Q : Les copropriétaires reçoivent-ils du cash ou seulement la rénovation ? Selon les accords. Schéma classique : le promoteur finance toute la rénovation copro et conserve la marge sur les nouveaux lots. Schéma alternatif : rénovation + complément cash partagé entre copropriétaires.
Q : Une surélévation est-elle compatible avec le ZAN ? Oui, parfaitement. La surélévation crée des mètres carrés sans artificialiser de foncier nouveau. C'est précisément l'une des stratégies privilégiées par le ZAN pour densifier l'existant. Voir ZAN et promotion neuve.
À retenir
1. La surélévation crée des mètres carrés en exploitant le potentiel constructif PLU sans acquisition de foncier nouveau. C'est l'une des stratégies les plus alignées avec le ZAN. 2. Loi ELAN 2018 a abaissé la majorité requise à l'article 25 (majorité simple), rendant les opérations possibles en pratique.

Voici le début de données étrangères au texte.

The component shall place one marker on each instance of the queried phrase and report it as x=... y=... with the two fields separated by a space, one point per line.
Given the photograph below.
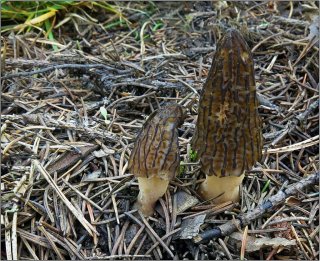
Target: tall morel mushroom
x=155 y=158
x=228 y=135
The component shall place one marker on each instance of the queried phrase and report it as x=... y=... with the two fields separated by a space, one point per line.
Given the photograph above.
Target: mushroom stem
x=227 y=187
x=151 y=189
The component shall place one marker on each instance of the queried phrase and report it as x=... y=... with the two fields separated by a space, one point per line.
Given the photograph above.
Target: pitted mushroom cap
x=156 y=150
x=228 y=135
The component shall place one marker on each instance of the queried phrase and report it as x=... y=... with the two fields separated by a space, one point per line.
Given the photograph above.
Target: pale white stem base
x=151 y=189
x=214 y=186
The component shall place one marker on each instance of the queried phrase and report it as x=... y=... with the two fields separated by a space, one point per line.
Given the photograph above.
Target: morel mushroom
x=155 y=158
x=228 y=135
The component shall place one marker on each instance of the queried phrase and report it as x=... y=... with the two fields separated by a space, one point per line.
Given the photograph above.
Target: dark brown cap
x=156 y=150
x=228 y=132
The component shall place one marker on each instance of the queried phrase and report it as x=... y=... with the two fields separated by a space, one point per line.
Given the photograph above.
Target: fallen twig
x=245 y=219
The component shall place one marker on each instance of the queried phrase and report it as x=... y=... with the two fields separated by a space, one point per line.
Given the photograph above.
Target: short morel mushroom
x=155 y=158
x=228 y=136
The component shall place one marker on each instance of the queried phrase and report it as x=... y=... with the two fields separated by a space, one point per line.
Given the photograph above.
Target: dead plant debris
x=70 y=116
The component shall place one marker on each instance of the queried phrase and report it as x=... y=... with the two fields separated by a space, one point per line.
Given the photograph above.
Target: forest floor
x=71 y=109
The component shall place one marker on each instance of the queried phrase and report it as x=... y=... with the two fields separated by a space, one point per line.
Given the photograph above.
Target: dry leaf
x=255 y=244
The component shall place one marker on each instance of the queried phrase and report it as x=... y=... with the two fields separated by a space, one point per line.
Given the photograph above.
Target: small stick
x=244 y=219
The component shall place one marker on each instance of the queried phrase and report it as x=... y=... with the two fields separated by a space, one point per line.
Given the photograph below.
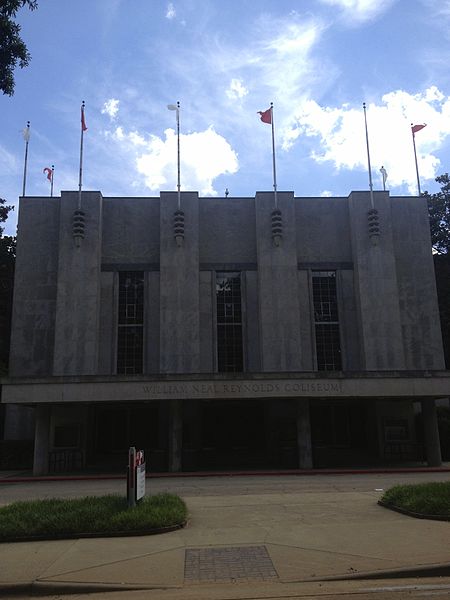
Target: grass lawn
x=90 y=515
x=431 y=499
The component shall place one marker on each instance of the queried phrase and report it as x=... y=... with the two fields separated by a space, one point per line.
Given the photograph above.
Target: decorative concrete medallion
x=245 y=563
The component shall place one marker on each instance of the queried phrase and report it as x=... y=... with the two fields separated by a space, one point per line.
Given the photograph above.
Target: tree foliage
x=7 y=263
x=13 y=50
x=439 y=214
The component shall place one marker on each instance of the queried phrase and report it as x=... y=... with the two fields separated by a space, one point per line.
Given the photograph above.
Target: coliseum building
x=230 y=334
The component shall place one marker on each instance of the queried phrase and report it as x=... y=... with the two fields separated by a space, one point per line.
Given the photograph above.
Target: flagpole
x=273 y=158
x=178 y=157
x=80 y=178
x=415 y=158
x=27 y=139
x=368 y=158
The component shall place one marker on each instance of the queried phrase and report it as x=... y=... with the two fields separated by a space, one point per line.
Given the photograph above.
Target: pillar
x=375 y=277
x=179 y=287
x=304 y=435
x=279 y=308
x=78 y=288
x=175 y=435
x=41 y=440
x=431 y=433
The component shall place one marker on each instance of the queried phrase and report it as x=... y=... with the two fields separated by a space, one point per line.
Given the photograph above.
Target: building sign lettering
x=242 y=389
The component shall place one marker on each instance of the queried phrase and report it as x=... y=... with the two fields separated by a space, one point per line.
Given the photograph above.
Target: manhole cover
x=228 y=564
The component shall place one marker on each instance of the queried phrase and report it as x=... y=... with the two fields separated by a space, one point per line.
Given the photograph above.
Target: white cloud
x=360 y=10
x=342 y=135
x=111 y=108
x=236 y=89
x=8 y=162
x=171 y=12
x=204 y=156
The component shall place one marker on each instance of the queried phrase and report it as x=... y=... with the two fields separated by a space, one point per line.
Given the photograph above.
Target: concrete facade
x=281 y=408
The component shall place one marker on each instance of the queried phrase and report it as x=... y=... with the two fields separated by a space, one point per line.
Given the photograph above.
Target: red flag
x=416 y=128
x=266 y=116
x=83 y=122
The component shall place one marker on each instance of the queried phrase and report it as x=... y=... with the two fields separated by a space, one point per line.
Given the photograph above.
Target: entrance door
x=233 y=435
x=119 y=427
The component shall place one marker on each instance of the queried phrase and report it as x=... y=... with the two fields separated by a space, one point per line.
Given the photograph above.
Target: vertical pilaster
x=278 y=285
x=175 y=435
x=78 y=288
x=304 y=435
x=179 y=287
x=41 y=440
x=376 y=287
x=431 y=433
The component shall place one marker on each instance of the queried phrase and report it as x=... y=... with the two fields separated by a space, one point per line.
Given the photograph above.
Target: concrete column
x=304 y=435
x=41 y=440
x=431 y=433
x=206 y=303
x=78 y=288
x=175 y=435
x=179 y=287
x=376 y=277
x=279 y=307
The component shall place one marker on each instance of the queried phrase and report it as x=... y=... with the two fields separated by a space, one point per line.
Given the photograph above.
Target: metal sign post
x=135 y=476
x=131 y=477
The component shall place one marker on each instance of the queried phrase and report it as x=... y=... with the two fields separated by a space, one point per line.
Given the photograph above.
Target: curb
x=100 y=534
x=46 y=588
x=294 y=472
x=409 y=513
x=423 y=571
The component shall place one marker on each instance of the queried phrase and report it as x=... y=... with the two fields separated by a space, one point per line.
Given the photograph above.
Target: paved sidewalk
x=267 y=533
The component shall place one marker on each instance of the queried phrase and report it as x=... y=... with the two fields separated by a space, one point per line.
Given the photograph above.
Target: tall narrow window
x=130 y=335
x=229 y=322
x=326 y=320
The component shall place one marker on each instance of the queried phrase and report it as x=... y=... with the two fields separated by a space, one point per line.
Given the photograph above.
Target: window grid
x=229 y=322
x=326 y=318
x=130 y=335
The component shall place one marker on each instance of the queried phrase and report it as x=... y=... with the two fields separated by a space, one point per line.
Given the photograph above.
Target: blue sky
x=316 y=60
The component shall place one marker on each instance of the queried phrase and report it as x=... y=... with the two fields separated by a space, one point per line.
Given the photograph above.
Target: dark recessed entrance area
x=233 y=435
x=236 y=434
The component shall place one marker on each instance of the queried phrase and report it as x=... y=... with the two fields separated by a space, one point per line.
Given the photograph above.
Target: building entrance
x=233 y=435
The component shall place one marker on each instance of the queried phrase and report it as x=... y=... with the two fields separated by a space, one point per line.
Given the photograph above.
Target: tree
x=7 y=262
x=12 y=48
x=439 y=214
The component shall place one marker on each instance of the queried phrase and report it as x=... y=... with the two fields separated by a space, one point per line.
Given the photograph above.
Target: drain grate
x=246 y=563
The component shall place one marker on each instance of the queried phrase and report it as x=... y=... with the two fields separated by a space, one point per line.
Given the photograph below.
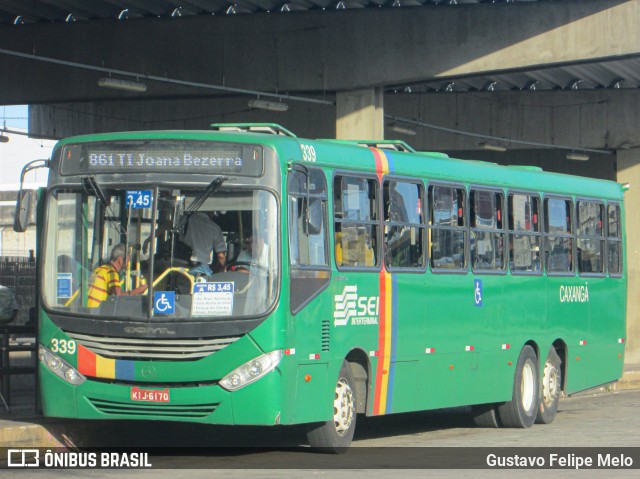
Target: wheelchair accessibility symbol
x=477 y=292
x=164 y=302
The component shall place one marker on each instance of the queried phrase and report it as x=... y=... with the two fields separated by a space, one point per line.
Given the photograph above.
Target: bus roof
x=403 y=160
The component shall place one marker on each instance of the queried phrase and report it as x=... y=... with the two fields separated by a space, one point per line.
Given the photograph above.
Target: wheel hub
x=343 y=407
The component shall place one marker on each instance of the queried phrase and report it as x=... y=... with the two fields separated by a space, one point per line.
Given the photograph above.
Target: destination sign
x=162 y=157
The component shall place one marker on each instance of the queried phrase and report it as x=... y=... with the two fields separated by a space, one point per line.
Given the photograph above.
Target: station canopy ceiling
x=613 y=73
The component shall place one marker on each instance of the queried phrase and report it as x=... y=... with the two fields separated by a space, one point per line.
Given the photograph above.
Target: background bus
x=358 y=280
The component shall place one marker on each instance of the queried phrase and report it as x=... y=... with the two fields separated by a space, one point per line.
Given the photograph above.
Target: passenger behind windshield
x=105 y=279
x=204 y=236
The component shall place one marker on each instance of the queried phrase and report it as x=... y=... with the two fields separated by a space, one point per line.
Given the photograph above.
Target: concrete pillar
x=629 y=172
x=360 y=115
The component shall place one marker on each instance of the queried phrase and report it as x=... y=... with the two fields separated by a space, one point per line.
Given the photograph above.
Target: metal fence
x=19 y=274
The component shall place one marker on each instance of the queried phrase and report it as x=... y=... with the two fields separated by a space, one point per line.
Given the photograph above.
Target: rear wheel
x=551 y=388
x=522 y=410
x=335 y=436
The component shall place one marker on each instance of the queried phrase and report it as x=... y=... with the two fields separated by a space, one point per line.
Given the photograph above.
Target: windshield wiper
x=91 y=187
x=197 y=203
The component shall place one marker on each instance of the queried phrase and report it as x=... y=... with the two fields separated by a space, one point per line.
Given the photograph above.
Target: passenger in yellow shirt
x=105 y=279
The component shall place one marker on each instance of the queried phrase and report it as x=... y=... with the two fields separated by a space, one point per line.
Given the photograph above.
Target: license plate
x=149 y=395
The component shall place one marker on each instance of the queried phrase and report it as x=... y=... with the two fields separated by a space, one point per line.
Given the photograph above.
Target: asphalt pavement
x=22 y=426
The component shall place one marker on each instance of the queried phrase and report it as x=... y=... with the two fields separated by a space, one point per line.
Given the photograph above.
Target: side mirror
x=25 y=197
x=23 y=210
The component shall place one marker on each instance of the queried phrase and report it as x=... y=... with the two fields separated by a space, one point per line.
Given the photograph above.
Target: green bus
x=359 y=278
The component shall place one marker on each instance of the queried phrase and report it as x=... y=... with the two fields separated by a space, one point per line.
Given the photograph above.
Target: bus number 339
x=308 y=153
x=63 y=346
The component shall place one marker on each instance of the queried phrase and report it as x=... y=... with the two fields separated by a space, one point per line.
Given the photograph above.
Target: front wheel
x=335 y=436
x=522 y=410
x=551 y=387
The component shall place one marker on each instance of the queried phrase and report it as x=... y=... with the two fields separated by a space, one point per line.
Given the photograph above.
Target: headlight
x=60 y=367
x=251 y=371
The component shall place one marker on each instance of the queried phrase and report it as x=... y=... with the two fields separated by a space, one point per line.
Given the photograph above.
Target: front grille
x=152 y=349
x=147 y=409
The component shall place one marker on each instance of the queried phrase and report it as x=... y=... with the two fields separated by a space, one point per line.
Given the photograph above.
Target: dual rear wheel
x=335 y=436
x=533 y=399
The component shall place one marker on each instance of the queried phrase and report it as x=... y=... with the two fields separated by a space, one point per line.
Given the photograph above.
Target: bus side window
x=403 y=225
x=308 y=235
x=447 y=227
x=356 y=221
x=559 y=238
x=590 y=237
x=614 y=240
x=487 y=230
x=524 y=234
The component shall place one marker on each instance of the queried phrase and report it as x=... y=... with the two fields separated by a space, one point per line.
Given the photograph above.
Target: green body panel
x=420 y=338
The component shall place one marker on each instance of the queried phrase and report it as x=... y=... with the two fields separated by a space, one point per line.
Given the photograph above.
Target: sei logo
x=354 y=309
x=308 y=153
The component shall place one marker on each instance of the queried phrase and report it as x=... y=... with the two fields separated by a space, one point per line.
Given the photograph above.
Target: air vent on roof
x=268 y=128
x=396 y=145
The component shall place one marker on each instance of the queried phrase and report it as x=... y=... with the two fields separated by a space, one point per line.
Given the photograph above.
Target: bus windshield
x=161 y=253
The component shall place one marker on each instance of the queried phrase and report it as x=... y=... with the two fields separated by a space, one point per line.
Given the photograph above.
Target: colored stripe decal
x=387 y=322
x=93 y=365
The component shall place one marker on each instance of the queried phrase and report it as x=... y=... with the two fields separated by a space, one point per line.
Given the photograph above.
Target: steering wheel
x=245 y=266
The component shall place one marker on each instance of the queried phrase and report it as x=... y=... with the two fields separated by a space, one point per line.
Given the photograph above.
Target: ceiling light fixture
x=577 y=156
x=118 y=84
x=493 y=146
x=405 y=130
x=268 y=105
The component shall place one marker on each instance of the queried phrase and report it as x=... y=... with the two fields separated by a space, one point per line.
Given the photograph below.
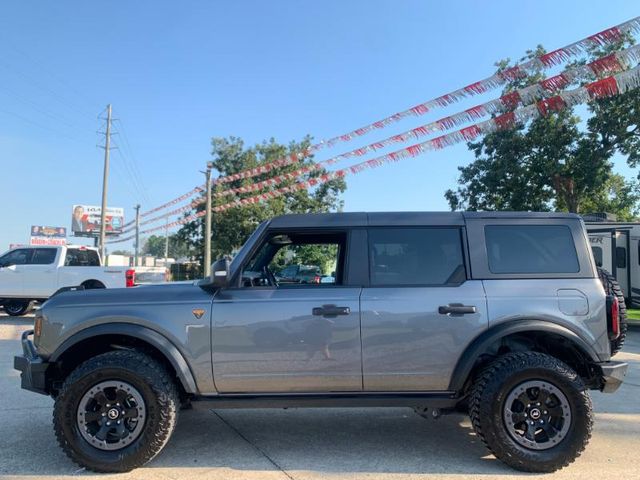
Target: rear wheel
x=612 y=287
x=17 y=308
x=532 y=411
x=116 y=411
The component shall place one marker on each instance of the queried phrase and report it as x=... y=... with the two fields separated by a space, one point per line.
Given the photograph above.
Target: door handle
x=330 y=311
x=456 y=309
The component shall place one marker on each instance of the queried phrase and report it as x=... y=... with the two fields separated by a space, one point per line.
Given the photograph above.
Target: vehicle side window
x=297 y=259
x=93 y=259
x=531 y=249
x=43 y=256
x=16 y=257
x=597 y=254
x=621 y=257
x=415 y=256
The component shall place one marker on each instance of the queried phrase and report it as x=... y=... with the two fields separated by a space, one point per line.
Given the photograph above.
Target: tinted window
x=82 y=258
x=621 y=257
x=531 y=249
x=415 y=256
x=597 y=254
x=43 y=256
x=16 y=257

3. Modèle économique classique : promoteur finance la rénovation complète de la copropriété (toiture, façade, ascenseur, parties communes) en échange du droit à surélever et vendre 1-3 lots neufs en attique. 4. Les copropriétaires existants voient leurs lots se revaloriser de 10-20 % post-opération, sans appel de fonds. 5. Risques principaux : blocage juridique (recours d'un opposant), difficulté technique (structure inadaptée), défaillance promoteur. Vérifier solidité, garantie financière d'achèvement, calendrier réaliste.